The past ten or so years have seen a steady increase in the use of risk assessment to help improve the safety of offshore facilities. This process started with the requirements for "Concept Safety Evaluations" in the Norwegian sector of the North Sea, and has gathered pace since the Piper Alpha disaster and especially since the publication of the Cullen Report in November last year. Lord Cullen has recommended a fundamental change in the regulation of offshore safety on the UK Continental Shelf; he has proposed that the current prescriptive regulations are replaced by goal setting regulations. This approach is broadly similar to that of new regulations in the Norwegian sector which came into force in January this year. An integral part of both approaches is in the use of risk assessment methods to demonstrate that an adequate level of safety has been achieved.
This means that risk assessment can no longer be seen as an academic discipline practised by the safety department and their consultants. It is going to become the basis of key and costly decisions and will be an important aspect of the interaction with the regulatory authorities. It will be important that the management of operating companies, at all levels, understand the principles, the shortcomings and the ways in which risk assessment should and should not be used.
Risk assessment is a generic term covering a wide range of techniques used to assess the level of safety by considering both the magnitude of harm or damage and likelihood of such harm occurring. Such assessments can be qualitative or quantitative or a mixture of the two.
A risk assessment will therefore involve some assessment of the damage and an assessment of likelihood. Such assessments can be presented in simple qualitative scales or be fully quantified to result in a numeric value of risk. A Quantitative Risk Assessment (QRA) can involve the use of a variety of methods or models ranging from simple correlations to complex computer codes; these will include methods for the assessment of the consequences of releases including dispersion models, flame radiation models, explosion models etc.; models for assessing the impact or damage resulting from the fire or explosion or impact; data on the likelihood of failures of various items of equipment and on the likelihood of alternative outcomes, for example, ignition and methods for utilising that data; and methods for summarising and presenting the results in a useable manner.
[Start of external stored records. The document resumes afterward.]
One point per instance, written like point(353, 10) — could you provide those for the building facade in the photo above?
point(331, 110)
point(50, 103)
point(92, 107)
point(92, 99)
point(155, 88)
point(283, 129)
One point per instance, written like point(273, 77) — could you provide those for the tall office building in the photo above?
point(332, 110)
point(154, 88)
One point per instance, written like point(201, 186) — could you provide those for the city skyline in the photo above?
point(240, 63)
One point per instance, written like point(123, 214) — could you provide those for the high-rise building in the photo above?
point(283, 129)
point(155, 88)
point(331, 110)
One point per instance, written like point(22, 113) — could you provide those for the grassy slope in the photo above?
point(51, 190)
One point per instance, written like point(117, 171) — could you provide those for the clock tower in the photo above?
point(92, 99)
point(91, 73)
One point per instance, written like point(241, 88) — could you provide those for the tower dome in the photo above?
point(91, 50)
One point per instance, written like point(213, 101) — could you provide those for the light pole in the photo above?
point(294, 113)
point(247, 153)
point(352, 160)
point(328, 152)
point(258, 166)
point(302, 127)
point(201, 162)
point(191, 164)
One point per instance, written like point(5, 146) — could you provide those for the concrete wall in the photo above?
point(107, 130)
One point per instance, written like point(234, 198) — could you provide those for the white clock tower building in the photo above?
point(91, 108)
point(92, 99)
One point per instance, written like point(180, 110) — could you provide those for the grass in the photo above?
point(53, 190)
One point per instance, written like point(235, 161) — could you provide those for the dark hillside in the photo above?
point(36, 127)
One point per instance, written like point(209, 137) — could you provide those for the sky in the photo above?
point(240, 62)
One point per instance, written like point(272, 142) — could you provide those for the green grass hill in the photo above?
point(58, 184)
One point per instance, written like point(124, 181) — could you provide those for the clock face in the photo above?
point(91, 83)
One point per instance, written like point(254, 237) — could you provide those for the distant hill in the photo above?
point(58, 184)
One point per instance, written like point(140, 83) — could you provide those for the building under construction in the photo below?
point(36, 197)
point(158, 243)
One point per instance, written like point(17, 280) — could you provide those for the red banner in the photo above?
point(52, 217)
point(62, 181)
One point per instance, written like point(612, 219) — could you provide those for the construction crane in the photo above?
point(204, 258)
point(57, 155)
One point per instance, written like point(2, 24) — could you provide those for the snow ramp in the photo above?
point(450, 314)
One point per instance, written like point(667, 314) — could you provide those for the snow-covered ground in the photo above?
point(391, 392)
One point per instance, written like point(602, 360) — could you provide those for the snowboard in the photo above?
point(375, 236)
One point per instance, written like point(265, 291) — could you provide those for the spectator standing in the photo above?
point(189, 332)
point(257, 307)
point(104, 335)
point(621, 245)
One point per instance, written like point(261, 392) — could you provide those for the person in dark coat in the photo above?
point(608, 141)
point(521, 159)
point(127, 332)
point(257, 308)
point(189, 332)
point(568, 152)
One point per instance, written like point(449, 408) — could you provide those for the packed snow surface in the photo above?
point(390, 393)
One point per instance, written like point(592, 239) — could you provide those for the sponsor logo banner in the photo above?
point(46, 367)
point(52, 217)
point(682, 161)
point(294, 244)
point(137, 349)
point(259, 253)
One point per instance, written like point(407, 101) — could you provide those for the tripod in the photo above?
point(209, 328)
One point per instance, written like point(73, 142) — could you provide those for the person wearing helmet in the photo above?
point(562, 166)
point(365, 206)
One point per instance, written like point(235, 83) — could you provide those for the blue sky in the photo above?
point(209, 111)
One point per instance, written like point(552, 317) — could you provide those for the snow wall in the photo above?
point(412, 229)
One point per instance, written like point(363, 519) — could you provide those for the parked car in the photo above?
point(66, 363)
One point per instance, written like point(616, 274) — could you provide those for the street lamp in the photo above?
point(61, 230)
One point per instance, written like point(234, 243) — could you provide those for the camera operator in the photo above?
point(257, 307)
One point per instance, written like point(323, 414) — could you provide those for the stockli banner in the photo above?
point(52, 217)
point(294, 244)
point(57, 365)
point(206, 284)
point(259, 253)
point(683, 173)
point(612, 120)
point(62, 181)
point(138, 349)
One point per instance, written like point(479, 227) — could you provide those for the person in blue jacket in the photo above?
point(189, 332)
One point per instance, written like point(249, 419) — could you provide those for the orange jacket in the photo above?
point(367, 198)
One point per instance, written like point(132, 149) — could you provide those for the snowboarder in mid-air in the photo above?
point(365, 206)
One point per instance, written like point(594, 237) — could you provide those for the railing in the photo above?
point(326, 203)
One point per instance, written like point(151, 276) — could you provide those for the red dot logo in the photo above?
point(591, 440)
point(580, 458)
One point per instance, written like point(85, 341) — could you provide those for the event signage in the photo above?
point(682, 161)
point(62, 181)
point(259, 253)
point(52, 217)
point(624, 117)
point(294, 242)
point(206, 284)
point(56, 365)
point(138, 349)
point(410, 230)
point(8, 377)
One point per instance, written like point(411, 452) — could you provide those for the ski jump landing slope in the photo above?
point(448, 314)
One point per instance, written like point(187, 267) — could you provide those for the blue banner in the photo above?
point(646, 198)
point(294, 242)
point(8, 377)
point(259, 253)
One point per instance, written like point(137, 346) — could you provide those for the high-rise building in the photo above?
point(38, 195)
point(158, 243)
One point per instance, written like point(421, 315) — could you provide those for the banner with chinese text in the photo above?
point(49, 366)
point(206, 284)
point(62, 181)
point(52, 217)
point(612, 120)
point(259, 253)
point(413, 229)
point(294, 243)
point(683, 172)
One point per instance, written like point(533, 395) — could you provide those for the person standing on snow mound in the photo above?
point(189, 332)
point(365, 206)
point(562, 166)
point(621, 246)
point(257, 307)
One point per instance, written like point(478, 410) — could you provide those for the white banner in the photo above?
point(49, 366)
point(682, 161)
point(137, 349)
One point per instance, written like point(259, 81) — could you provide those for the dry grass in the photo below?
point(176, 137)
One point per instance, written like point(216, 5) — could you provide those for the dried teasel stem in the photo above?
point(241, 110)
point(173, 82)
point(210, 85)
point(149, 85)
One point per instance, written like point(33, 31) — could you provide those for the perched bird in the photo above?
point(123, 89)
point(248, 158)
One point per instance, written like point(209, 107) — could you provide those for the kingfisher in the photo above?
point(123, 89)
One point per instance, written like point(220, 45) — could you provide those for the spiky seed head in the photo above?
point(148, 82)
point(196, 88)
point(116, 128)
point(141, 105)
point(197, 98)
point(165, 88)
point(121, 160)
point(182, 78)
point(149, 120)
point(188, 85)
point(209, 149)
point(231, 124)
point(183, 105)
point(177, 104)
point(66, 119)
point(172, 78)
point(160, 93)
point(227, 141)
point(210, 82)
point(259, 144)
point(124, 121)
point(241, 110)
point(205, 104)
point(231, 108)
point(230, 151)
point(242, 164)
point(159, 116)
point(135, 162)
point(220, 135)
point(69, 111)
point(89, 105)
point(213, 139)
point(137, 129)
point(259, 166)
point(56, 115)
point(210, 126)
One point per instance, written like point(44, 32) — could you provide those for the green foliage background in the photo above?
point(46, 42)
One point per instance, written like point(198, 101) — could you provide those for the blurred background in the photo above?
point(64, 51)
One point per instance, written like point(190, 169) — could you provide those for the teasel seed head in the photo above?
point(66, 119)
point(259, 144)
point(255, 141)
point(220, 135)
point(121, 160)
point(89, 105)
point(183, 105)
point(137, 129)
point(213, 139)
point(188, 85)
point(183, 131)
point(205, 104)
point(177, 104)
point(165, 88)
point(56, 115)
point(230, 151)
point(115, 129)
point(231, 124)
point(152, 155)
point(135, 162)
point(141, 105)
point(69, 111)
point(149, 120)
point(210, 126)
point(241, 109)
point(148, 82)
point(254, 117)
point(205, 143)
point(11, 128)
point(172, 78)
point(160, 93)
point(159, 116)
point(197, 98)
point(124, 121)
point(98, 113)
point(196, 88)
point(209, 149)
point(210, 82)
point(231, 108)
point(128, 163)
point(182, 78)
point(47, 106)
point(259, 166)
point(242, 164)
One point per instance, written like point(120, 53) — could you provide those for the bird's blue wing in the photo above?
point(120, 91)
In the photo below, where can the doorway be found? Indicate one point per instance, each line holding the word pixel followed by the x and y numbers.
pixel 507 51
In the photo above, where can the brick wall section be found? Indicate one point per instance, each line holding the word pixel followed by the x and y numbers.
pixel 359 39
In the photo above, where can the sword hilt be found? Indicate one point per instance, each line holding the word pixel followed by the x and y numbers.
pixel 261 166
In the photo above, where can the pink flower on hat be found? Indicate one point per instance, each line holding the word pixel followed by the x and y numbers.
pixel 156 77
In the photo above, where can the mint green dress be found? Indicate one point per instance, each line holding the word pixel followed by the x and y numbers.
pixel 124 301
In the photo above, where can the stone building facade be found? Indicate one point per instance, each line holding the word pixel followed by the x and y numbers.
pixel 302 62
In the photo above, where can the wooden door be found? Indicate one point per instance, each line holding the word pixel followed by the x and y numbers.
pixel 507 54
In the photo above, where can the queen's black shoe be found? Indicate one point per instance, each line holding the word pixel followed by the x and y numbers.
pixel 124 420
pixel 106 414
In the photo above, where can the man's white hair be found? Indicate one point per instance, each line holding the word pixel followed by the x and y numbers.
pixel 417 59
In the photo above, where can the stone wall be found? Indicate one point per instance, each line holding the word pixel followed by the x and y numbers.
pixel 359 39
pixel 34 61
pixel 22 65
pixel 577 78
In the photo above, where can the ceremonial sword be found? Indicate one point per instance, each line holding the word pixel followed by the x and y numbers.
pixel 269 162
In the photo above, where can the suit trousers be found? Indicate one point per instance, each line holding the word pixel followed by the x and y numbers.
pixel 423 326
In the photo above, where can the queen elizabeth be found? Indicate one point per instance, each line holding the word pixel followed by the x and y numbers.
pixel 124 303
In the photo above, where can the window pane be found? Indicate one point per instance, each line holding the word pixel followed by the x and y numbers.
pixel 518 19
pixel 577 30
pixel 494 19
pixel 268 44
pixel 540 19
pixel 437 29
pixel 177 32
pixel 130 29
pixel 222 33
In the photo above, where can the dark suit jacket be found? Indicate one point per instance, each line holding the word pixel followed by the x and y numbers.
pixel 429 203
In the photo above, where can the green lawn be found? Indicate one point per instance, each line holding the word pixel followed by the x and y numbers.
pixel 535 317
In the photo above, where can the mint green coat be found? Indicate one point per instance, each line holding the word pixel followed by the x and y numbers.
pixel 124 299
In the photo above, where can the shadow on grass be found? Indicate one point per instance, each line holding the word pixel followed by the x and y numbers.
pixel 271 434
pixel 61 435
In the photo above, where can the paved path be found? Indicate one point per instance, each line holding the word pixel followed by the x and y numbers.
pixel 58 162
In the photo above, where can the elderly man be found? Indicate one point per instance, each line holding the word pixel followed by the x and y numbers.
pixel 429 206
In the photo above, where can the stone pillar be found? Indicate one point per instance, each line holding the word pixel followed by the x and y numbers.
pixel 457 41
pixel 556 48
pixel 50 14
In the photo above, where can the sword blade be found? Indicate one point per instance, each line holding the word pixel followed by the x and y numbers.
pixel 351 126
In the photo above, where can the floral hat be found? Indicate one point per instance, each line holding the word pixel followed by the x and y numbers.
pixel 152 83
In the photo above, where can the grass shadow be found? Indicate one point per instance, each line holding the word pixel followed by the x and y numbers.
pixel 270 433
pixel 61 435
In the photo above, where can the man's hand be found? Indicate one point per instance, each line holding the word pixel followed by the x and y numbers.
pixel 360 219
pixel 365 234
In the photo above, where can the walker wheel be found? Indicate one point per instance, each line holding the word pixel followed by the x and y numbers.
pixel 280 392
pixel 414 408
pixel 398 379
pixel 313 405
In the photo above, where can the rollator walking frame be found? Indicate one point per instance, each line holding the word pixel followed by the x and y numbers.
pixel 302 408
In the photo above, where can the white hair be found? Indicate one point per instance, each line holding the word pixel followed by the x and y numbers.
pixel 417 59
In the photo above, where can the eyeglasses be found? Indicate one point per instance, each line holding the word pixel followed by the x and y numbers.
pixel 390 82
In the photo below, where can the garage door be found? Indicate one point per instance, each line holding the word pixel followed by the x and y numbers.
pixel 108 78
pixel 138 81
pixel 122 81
The basic approach of QRA techniques is to analyse a complex system (such as a platform or chemical plant), which contains hazardous materials, hardware, control and safety systems, people and management systems, with the intention of determining:
what accidents can occur? - this depends on the scope of the study and may be generated using checklists, HAZOP or previous study experience.
how frequently does each accident occur? - a combination of failure rate data and conditional probabilities.